Solution Implementation
- Introduced a layer of queuing using Apache Kafka, making the system asynchronous.
- Kafka is a distributed streaming platform that uses topics to logically group messages.
- Each message in a topic has a numerical ID called an offset that starts at zero and increases over time.
- Consumers pull messages from Kafka topics and process them.
- Partitions are numbered logs of messages within a topic that can be consumed independently by multiple instances of a consumer.
- Subpartition processing is a technique used to process Kafka messages concurrently within each partition in memory, allowing for increased concurrency and flexibility.
- Created more CUs (queues) to ensure updates for the same row are processed concurrently.
- Added a cap on the number of messages each consumer instance can hold in memory to prevent overloading.
Issue Identification and Resolution
- Observed high lag and low CPU usage, contradicting expectations.
- Implemented centralized logging to gain more observability.
- Discovered that a single customer (Closely) was dominating the updates, with a single row ID receiving constant incompatible updates.

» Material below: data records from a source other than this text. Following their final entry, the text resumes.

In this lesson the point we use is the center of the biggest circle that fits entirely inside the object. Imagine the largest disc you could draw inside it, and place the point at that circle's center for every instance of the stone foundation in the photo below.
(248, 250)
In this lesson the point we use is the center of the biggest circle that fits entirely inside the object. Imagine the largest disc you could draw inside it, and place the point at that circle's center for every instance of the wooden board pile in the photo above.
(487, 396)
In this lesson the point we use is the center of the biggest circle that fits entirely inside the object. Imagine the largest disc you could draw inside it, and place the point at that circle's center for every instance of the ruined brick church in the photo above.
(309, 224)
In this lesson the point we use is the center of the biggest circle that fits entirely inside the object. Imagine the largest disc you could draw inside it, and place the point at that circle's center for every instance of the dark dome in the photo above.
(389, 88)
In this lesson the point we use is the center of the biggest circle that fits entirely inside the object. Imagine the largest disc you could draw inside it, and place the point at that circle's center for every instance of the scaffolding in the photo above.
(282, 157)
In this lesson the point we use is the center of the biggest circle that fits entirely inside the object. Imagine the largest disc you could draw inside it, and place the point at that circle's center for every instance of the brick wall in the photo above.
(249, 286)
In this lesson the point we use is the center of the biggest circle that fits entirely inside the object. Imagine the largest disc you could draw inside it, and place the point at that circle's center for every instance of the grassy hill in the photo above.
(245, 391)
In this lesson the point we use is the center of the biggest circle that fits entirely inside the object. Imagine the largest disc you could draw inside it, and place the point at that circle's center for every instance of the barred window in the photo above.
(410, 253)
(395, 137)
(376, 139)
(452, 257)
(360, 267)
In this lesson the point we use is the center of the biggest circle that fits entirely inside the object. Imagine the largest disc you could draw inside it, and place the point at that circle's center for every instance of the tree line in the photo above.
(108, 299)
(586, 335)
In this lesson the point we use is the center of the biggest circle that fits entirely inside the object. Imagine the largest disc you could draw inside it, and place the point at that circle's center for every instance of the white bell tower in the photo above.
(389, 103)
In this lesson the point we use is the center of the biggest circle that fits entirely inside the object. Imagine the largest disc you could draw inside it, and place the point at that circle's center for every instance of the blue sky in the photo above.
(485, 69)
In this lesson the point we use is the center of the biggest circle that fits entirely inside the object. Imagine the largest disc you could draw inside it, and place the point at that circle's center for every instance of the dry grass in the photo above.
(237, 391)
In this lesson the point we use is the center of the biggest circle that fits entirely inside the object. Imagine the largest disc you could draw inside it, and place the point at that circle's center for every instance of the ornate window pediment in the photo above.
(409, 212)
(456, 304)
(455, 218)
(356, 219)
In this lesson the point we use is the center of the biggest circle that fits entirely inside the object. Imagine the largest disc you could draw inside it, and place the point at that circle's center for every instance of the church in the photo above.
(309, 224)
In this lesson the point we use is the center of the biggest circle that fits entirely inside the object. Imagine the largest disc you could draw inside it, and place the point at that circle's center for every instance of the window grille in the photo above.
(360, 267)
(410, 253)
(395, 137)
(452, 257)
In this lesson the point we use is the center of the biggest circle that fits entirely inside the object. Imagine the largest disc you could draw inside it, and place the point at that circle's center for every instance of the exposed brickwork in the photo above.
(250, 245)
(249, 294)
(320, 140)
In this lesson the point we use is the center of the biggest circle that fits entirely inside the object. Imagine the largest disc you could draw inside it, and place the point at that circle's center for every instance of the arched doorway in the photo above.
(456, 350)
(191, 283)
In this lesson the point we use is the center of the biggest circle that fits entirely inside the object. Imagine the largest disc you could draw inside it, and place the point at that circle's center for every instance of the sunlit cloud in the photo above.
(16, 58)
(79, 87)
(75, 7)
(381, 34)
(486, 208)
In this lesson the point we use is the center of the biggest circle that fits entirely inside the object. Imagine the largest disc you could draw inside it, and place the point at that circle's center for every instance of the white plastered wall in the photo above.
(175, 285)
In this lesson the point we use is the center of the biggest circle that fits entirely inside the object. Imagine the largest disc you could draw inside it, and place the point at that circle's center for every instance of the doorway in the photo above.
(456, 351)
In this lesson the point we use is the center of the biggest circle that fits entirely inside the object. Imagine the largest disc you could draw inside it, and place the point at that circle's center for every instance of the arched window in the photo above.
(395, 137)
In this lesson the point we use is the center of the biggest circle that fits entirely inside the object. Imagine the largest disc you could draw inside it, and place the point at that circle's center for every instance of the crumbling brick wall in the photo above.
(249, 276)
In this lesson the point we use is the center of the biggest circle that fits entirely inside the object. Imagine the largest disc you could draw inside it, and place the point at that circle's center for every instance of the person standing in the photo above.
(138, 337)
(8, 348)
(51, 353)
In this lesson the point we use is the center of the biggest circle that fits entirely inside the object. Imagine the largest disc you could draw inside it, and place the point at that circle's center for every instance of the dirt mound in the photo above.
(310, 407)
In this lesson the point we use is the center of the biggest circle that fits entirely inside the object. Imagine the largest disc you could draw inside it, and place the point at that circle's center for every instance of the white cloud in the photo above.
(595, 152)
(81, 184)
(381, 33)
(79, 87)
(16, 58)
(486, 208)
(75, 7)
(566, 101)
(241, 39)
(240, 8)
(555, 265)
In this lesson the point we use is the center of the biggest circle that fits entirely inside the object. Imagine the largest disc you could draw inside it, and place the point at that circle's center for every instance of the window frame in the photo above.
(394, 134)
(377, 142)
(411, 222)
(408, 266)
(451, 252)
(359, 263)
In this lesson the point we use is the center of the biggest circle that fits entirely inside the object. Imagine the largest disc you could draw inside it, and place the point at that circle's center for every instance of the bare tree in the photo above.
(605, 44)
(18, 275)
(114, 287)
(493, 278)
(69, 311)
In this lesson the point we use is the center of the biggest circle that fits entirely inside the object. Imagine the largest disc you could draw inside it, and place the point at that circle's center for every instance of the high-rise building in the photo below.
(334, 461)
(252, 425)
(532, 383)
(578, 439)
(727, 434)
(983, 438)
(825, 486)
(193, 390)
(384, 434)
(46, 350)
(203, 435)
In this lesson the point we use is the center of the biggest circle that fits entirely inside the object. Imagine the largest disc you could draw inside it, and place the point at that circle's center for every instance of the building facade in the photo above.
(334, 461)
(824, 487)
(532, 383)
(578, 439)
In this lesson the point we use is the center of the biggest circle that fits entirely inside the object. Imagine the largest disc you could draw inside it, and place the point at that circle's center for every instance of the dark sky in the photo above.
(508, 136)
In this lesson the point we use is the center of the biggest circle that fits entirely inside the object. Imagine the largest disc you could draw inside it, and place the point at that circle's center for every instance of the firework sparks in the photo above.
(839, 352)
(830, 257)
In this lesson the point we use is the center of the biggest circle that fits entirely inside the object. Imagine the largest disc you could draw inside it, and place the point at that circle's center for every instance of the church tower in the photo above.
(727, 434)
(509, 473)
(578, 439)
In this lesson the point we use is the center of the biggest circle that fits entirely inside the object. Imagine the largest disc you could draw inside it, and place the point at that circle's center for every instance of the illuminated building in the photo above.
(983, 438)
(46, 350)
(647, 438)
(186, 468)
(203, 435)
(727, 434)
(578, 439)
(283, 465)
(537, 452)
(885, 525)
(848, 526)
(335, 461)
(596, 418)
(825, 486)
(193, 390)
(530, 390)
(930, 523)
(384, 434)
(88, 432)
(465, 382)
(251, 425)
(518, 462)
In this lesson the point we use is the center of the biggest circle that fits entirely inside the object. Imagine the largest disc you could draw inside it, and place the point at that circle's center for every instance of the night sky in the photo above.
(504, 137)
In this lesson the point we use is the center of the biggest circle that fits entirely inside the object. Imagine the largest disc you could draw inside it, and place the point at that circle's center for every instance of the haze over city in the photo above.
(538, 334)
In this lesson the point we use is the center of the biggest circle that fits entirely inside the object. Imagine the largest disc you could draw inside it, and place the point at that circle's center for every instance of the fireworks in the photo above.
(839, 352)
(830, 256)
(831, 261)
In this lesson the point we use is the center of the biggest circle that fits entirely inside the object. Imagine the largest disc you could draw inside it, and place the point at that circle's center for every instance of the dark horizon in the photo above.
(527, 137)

- Identified that the updates were related to the "set email" method in the SDK, which was causing 4.8 million user updates to be mirrored to a single record.
- Updates to the closely app admin record were skipped, and limits were implemented to prevent customers from linking too many records together.
Lessons Learned
- Shifting intensive API workloads to asynchronous workers reduces operational burden.
- Subpartition queuing increases consumer currency.
- Centralized observability is crucial in tracking down issues.
- Customers can be more creative than engineering, design, and product teams in finding unexpected use cases.